1. The question referred is whether a promissory note stamped with quarter anna postage stamps can be validated by the Collector under Rule 18 of the Government of India Stamp Rules.
2. Section 37 of the Indian Stamp Act empowers the Governor-General in Council to make rules providing that, where an instrument bears a stamp of sufficient amount but of improper description, it may, on payment of the duty with which the same, is chargeable, be certified to be duly stamped, and any instrument so certified shall then be deemed to have been duly stamped as from the date of its execution. Rule 18 which has been made in pursuance of this power enables the Collector, where an instrument bears a stamp of sufficient amount, but of improper description, on payment of the duty with which the instrument is chargeable, to certify by endorsement that it is duly stamped.
3. The answer to the question referred depends on whether the quarter anna stamps on the instrument are stamps of improper description.
4. A Bench of the Bombay High Court has held in Venkatraman Ganap Hegde v. Shankarnarayan Sita-ram Bhat : AIR1917Bom223 a case similar on the facts to the present case, that a pro-note stamped with four quarter anna postage stamps was not an instrument bearing a stamp of improper description to which the remedial provisions of Section 37 could be applied. The Court followed the ruling of the Full Bench in Reference under, Section 57 of Act II of 1899 (1901) I.L.R. 23 A. 213 (F.B.) that inasmuch as the rule (now Rule 3 of the 1925 Stamp Rules) required that payment of the duty with which an instrument is chargeable shall be indicated on such instrument by means of stamps issued by Government for the purpose of the Act, a 'postage stamp', not being a stamp issued for indicating the payment of duty chargeable on an instrument, did not come within the words 'stamp of improper description.' But in Ma Pwa May v. S.R.M.M.A. Chettiar Finn (1929) L.R. 56 IndAp379 : I.L.R. 7 Rang. 624 : 58 M.L.J. 59 (P.C.) the Judicial Committee dissented from the view that a revenue stamp only can be a stamp of improper description within Section 37, observing:
Their Lordships entertain no doubt that in pursuance of this section and the rules thereunder, the Collector would have been entitled in this case to exercise the powers given by the section. The contention to the contrary is that the section has no reference to any stamp except a revenue stamp pure and simple, and that a revenue stamp surcharged Court fee' is not within the meaning of the section a stamp of improper description. This appears to their Lordships to be putting too narrow a construction upon a remedial section, and their Lordships would not be prepared to assent to the opinion of the High Court of Allahabad in Reference under Section 57 of Act II of 18992, so far as it concerns court-fee stamps in their present form.
5. Rule 16 of the Stamp Rules prescribes what stamps are to be used for denoting payment of duty.

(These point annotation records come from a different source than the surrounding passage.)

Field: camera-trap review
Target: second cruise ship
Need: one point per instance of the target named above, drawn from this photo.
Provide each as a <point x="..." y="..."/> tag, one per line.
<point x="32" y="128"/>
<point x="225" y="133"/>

It says
Except as otherwise provided by these rules, the adhesive stamps used to denote duty shall be the requisite number of stamps bearing the words 'Four annas' or 'Two annas' or 'One anna' or 'Half anna' and such stamps may be inscribed for use either for postage or for revenue, or for both postage or revenue.
6. The rule expressly recognises postage stamps as usable to indicate payment of duty on an instrument chargeable with duty. If postage stamps are of the description designated in the rule they are stamps of a proper description; and it seems to us that it would be only putting a reasonable construction upon the section and rule to hold that quarter anna postage stamps, not being included in Rule 16, are stamps of improper description, and that if such stamps of sufficient amount are borne by the instrument it can be validated by the Collector under Rule 18.
7. The costs of this reference which we fix at Rs. 50 will be added to the costs to be paid by the defendant if the plaintiff succeed in the suit.